News Studio

October 3, 2018

More Than Meets the Eye: The Thought Behind Suntory's Iconic Whisky Bottles

Around the world, consumers recognize the House of Suntory whisky not only for its unique taste and quality, but also for its distinct, detailed, and beautiful bottles. Suntory originally started its whisky business with the aim of creating an authentic Japanese whisky to match the Japanese palate. Driven by this purpose, the tastes and aromas of Suntory whisky were heavily influenced by Japanese culture, and as a result, both the whisky itself and the bottle design are based on a combination of Japan's nature, craftsmanship, and tastes.

The calligraphy characters, one of the most iconic features of a Suntory whisky bottle, have become a symbol of both Suntory whisky and Japanese whisky at-large. On a Suntory bottle, the calligraphy is artfully designed to express the product's uniqueness and convey a portion of Japanese tradition. Yamazaki, Hibiki, and Hakushu, some of our most well-known Suntory Japanese premium whiskies, all feature calligraphy on the labels.

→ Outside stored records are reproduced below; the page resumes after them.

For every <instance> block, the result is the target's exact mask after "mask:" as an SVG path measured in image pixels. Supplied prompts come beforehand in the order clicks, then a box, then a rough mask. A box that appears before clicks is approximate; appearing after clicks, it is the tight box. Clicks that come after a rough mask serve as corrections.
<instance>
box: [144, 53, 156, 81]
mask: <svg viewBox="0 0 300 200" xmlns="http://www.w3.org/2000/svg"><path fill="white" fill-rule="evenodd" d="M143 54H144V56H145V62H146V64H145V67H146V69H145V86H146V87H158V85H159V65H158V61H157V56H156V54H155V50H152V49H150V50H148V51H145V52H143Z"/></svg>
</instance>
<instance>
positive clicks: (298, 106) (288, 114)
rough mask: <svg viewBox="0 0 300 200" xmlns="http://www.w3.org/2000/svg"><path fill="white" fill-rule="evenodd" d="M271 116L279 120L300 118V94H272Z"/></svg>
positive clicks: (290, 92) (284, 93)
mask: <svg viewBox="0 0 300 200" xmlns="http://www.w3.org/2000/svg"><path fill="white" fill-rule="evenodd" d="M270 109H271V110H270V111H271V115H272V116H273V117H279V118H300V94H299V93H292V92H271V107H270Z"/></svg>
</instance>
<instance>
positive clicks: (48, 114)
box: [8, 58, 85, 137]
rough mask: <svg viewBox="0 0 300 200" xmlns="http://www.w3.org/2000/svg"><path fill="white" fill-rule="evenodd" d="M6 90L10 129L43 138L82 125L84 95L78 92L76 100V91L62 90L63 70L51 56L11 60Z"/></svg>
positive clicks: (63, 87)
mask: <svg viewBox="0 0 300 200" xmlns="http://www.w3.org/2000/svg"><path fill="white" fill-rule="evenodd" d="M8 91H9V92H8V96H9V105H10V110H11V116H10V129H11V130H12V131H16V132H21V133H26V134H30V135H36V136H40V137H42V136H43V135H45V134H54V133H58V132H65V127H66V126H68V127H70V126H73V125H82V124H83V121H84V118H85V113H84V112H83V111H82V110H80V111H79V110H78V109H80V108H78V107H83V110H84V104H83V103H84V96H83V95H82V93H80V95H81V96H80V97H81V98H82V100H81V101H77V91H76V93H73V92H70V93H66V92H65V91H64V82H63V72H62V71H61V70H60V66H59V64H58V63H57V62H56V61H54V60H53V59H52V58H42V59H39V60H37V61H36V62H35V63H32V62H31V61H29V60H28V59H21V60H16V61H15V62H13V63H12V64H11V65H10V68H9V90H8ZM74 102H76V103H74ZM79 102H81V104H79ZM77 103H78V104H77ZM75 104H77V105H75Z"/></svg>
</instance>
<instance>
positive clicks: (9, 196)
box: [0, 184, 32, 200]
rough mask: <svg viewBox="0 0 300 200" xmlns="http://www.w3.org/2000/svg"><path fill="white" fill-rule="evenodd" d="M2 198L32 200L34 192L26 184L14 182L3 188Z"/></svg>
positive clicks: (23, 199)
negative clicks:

Yamazaki's label centers around bold Japanese writing, written by former master blender Keizo Saji, the father of Yamazaki. The right half of the character for "zaki" forms the character for "kotobuki," which means "congratulations" in Japanese and is meant to celebrate Yamazaki as the launch of our first Japanese shingle malt whisky. The word is also used in honor of Suntory's original company name, "Kotobuki-ya," to represent the passion passed down from the company's founding.

Hakushu, a fresh and gently smoky single malt whisky, showcases a bottle that is based on the blue-green colors of the Mountain Forest Distillery where the whisky is produced.

Hibiki, a harmonious blended whisky made to reflect our corporate philosophy - "To create harmony with people and nature" - features a bottle full of Japanese tradition, as seen through the label made of "Echizen washi*" paper and adorned with the Japanese character "hibiki", meaning "harmony" in Japanese, in calligraphy. The 24 facets of the Hibiki bottle symbolize the 24 hours of the day and 24 seasons- or "Sekki"** of the traditional Japanese calendar. The bottle includes 24 sides to allow consumers to visualize the time the whisky spends aging in the cask, the history, and 'time' itself.

The mastermind behind many of Suntory's iconic Yamazaki and Hibiki whisky bottles, Akiko Furusho, describes the process of creating a perfect bottle of whisky as entirely integrated - from the inception of the idea to the moment of consumption. When developing a new Suntory whisky, the designers, marketers, and whisky blenders come together as a single team, which ensures a sense of consistency throughout the look and feel of all Suntory whisky brands.

*Washi is traditional Japanese paper handcrafted out of local fibers in Japan, typically from Kozo and Mitsumata . Echizen-washi is well known for its 1,500 years of history and famous high quality.
**Sekki is a traditional way of expressing the 24 different seasons in Japan.